Spanish parliament extends state of emergency two weeks

MADRID — Spain’s Parliament has voted in favor of the government’s request to extend the state of emergency by two weeks that has allowed it to apply a national lockdown in hopes of stemming its coronavirus outbreak.

The parliamentary endorsement will allow the government to extend the strict stay-at-home rules and business closings for a full month. The government declared a state of emergency on March 14. It will now last until April 11.

Spain’s government solicited the two-week extension after deaths and infections from the COVID-19 virus have skyrocketed in recent days. Spain has 47,600 total cases.
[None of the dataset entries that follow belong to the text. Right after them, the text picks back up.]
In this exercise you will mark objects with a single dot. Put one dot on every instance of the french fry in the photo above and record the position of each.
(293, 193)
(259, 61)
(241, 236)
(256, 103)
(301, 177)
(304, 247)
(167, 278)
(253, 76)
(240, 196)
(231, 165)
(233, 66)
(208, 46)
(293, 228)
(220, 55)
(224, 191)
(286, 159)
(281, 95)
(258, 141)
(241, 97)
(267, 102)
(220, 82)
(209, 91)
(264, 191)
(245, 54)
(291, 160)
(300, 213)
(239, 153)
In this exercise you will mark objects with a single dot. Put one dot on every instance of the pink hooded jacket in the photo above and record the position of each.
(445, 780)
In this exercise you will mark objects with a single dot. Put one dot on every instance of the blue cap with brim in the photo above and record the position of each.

Its 3,434 deaths only trail Italy’s death toll as the hardest-hit countries in the world.

The parliament met with fewer than 50 of its 350 members in the chamber, with the rest voting from home to reduce the risk of contagion.

Death toll in U.S. reaches 1,041

China reports 67 new cases, all in recent arrivals from abroad

BEIJING — China’s National Health Commission on Thursday reported 67 new COVID-19 cases, all of which it says were imported infections in recent arrivals from abroad.

Once again, there were no new cases reported in Wuhan, the central Chinese provincial capital where the coronavirus emerged in December.

After a monthslong lockdown, Wuhan residents are allowed out of the city but cannot leave Hubei province until April 8. China has started lifting the last of the controls that confined tens of millions of people to their homes.

As outbreaks escalate in the United States and Europe, China’s ruling Communist Party has declared victory over the epidemic and is relaxing restrictions to revive the economy.

District of Columbia reports 48 new infections

WASHINGTON — District of Columbia health officials announced 48 new positive infections from the coronavirus, including a 2-month-old boy, bringing the total up to 231.

Officials also announced Washington’s third death from the virus, a 75-year-old woman.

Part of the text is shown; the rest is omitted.